Like the Salvatorians priests, sisters, and brothers, Lay Salvatorian ministries have a wide range -- each building on the strengths and experiences of the individual member. Lay Salvatorians minister in secular, ecumenical, and parish settings. Their work may involve teaching, parenting, working for social justice and human rights -- or wherever they feel God is calling them to proclaim the Gospel in their lives and in their work.
We, Lay Salvatorians in the US, sharing the vision, charism and spirituality of Father Francis Jordan and Blessed Mary of the Apostles, seek to make the Savior known by ministering in our daily work and lives.

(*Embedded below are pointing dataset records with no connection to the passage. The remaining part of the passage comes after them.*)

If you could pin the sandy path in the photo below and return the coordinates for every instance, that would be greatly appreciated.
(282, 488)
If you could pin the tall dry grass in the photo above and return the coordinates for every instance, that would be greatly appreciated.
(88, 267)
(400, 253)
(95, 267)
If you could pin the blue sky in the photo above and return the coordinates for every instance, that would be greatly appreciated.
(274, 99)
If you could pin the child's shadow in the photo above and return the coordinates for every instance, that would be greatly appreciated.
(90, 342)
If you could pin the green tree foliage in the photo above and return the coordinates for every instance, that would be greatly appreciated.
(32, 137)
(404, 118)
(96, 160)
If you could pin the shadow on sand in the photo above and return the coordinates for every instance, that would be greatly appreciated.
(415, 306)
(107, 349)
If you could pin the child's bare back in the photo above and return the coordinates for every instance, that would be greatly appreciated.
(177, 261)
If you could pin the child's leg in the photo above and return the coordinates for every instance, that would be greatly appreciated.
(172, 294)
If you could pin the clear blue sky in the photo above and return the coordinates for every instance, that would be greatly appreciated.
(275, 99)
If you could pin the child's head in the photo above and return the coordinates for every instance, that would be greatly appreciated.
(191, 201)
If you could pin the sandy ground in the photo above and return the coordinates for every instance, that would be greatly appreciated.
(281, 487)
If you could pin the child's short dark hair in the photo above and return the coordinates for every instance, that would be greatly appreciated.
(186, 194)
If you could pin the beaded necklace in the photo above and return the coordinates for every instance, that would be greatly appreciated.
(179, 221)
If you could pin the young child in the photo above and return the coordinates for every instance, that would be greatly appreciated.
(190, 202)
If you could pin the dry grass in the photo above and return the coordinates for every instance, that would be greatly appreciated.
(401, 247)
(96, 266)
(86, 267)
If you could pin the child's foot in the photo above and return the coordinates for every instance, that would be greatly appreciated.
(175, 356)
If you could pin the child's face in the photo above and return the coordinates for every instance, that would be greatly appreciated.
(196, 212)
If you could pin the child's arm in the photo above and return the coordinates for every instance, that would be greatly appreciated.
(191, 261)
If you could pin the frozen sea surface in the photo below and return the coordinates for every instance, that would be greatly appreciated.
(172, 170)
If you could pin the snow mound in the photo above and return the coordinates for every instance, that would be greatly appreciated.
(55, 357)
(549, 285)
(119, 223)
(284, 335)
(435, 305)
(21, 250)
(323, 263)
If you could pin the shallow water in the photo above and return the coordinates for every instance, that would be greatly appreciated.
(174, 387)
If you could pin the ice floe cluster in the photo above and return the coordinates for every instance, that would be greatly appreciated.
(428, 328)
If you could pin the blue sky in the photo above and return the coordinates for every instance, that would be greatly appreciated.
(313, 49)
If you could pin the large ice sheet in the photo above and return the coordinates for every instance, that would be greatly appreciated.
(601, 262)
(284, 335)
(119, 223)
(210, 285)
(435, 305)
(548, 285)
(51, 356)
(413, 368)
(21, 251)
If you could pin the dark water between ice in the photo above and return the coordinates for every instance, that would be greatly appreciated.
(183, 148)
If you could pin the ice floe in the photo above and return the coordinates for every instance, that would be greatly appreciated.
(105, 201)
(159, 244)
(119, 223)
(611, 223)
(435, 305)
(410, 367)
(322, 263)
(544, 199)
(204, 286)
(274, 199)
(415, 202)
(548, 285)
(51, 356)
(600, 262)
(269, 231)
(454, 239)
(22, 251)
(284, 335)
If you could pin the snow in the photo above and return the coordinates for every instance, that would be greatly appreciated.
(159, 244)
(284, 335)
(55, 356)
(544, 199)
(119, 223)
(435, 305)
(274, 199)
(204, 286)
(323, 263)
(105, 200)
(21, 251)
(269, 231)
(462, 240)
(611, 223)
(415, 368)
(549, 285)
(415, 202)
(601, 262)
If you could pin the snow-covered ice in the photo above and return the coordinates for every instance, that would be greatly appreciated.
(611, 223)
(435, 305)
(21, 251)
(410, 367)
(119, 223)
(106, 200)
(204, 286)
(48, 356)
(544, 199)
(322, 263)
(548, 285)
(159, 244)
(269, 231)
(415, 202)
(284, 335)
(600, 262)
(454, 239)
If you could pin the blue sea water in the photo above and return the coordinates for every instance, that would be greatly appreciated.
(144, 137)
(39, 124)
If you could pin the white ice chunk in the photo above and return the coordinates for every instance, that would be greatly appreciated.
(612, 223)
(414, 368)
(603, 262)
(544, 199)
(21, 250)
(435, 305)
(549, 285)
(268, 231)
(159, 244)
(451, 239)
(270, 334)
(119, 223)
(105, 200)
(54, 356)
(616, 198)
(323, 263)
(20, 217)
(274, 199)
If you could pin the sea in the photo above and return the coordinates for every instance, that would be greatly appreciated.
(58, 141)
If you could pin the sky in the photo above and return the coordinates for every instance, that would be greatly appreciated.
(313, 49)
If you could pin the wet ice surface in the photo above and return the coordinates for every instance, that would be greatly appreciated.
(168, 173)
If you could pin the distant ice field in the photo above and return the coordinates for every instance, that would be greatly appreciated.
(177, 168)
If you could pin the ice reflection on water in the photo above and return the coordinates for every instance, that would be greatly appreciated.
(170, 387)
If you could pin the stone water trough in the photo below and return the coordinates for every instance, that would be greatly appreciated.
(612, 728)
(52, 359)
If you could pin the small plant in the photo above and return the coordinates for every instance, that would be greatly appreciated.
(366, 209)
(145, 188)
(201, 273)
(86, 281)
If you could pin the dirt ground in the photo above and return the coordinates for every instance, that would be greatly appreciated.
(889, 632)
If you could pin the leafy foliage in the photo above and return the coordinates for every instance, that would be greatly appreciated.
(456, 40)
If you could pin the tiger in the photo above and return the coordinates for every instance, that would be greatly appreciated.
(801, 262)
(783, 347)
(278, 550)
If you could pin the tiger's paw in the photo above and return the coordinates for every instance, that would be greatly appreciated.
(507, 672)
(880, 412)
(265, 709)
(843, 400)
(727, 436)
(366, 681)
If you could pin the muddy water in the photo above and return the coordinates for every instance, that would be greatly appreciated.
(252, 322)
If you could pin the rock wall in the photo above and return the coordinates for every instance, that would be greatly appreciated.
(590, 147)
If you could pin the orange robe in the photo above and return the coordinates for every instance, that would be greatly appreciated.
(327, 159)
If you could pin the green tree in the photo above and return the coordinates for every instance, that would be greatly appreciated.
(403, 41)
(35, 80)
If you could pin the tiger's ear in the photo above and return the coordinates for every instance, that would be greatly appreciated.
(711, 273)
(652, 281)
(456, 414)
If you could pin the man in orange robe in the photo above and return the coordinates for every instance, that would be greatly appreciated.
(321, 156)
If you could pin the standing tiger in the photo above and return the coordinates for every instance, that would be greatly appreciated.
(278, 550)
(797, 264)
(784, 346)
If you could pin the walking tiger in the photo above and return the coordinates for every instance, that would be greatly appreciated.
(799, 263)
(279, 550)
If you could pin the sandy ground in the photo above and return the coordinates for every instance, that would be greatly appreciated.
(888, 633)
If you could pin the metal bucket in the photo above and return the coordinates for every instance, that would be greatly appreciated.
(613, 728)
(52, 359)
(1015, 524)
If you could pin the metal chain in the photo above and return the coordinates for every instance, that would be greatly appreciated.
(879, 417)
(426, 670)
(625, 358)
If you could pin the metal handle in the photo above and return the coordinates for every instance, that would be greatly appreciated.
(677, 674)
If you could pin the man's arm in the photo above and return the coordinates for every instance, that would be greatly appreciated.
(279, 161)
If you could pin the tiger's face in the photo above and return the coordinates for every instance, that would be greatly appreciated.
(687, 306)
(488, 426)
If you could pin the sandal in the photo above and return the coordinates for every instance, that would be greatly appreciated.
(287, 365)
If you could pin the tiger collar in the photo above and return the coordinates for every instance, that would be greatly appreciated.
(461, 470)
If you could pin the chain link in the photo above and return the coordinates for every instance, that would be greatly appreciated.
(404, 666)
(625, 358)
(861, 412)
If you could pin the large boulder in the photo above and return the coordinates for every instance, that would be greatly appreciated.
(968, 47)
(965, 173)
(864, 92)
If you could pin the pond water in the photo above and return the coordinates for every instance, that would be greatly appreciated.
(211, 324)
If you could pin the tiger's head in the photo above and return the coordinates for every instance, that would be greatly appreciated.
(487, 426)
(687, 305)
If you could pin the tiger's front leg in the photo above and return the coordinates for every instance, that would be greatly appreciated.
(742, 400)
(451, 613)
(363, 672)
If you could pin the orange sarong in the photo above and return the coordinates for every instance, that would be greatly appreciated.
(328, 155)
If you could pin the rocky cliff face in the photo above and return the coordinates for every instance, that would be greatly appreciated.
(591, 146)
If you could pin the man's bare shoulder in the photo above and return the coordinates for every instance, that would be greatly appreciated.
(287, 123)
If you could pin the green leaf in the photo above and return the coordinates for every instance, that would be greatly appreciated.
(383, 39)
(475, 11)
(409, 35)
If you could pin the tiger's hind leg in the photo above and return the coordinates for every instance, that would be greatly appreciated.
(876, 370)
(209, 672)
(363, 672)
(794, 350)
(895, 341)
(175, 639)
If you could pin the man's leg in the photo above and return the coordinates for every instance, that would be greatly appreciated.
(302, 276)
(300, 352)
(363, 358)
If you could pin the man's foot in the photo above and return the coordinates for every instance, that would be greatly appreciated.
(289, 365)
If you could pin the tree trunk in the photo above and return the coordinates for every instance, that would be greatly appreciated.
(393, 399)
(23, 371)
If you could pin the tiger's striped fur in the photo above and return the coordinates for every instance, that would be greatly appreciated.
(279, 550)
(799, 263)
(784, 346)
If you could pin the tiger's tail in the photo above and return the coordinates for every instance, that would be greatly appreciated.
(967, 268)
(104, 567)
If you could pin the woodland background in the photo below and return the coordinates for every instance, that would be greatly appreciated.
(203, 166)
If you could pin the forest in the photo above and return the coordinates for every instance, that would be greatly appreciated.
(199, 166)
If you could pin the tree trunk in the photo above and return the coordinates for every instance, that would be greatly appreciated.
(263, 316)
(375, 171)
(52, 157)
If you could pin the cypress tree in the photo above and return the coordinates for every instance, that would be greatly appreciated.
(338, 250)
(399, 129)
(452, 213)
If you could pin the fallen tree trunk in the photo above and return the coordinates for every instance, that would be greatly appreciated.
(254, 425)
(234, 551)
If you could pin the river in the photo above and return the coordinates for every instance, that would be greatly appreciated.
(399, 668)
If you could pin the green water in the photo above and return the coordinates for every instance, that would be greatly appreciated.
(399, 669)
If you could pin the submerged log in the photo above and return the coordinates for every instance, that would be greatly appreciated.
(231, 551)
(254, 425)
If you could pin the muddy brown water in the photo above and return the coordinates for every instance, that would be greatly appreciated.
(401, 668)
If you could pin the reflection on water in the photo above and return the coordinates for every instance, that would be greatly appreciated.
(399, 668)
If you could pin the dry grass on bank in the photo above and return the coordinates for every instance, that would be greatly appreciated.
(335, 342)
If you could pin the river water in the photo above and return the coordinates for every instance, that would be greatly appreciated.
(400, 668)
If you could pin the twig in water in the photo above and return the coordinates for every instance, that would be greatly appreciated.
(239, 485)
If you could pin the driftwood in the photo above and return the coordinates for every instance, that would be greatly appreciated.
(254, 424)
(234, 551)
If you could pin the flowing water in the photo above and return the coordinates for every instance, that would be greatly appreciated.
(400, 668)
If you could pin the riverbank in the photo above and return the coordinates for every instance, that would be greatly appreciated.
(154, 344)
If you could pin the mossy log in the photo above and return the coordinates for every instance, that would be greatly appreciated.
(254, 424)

The original Salvatorian model, as envisioned by Father Francis Jordan and Mother Mary of the Apostles in the 1880s, was of a society of men and women -- religious, clergy, and laity. But this model was far ahead of its time and no such community yet existed in the world. The Church was reluctant to give its approval to such an untested model and the Salvatorians were directed to minister in the manner that was more familiar to the Church of the 1880s. The priests and brothers became the Society of the Divine Savior. The sisters became the Sisters of the Divine Savior. And those lay persons who had been involved in the work of Father Francis and Mother Mary could no longer be officially recognized.
When the Second Vatican Council called religious communities around the world to "return to the vision of their founders," the Salvatorian men and women could once again involve committed lay persons in their mission and ministries -- moving into the forefront of a new call from Vatican II to recognize that ministry in the Church belongs to all the baptized, not just the clergy and religious.